Regarding the efficiency of the solar panel with
a tracking system, the paper describes that it
increases its performance by dynamically
positioning its location perpendicular to the solar
radiation for which a control stage, light sensors,
and direction motors are used, [24], [25].
Furthermore, this control stage is integrated by a
management algorithm, which reduces power losses
by improving energy quality, [26], [27]. In some
research, techniques based on artificial intelligence
algorithms with MPTT and Shunt Active Parallel
Filter algorithms are used to optimize energy
capture, [28], [29].
On the other hand, web-based systems have
been developed using the Python OTSun library to
analyze solar collection devices and thermal
simulation as photovoltaics. Users can use the
application by installing it locally using Docker
containers or by accessing the server provided, [30],
[31]. In addition, other research highlights the
importance of real-time monitoring due to the
intermittent nature of solar energy and its focus on
key aspects such as computer boards, sensors,
and cloud platforms, concluding that Amazon Web
Services, [32].
Due to the aforementioned, the research
question arises: How can a photovoltaic station for
homes in rural areas be designed? It is for this
reason that this paper describes the design and
implementation of a photovoltaic station with a two-
axis solar tracking mechanism, for which it seeks to
adapt its design to rural locations, which have
exposure to the sun for most of the year.
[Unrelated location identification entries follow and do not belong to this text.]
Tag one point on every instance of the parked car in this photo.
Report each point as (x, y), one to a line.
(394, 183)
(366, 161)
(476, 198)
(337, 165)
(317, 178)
This station
is made up of solar panels, a battery for energy
storage, and a structure for the movement of the
panel. In this way, a sustainable alternative is
provided to meet the energy demands of
communities that have limited energy resources.
The paper is presented in sections
corresponding to the introduction; Section 2 of
materials and methods describes the methodology;
Section 3 shows the results; Section 4 focuses on the
discussion and finally, the conclusions.
2 Materials and Methods
The research describes an autonomous control
system integrated into a photovoltaic station with
solar tracking for which a validation prototype was
developed, in smaller size and power to demonstrate
the integration of the technologies.
Therefore, the following specific activities are
conducted: The components are defined, and the
scientific method is applied by evaluating the
interaction of the station processes through a block
diagram of the battery charge management stage,
the solar tracking process, and the ESP32 hardware
(Figure 1).
Fig. 1: General block diagram
On the other hand, the design of the electronic
circuit is shown in Figure 2, which covers the
aforementioned processes: battery management
(green box), which displays the solar panel, the
optocoupler and the battery with its Management
System (BMS), and the solar tracking (orange box),
whose devices are the switches such as switches, the
LDRs connected with their resistors and the
servomotors, connected to the ESP32 device, which
acts as the processing block (purple box).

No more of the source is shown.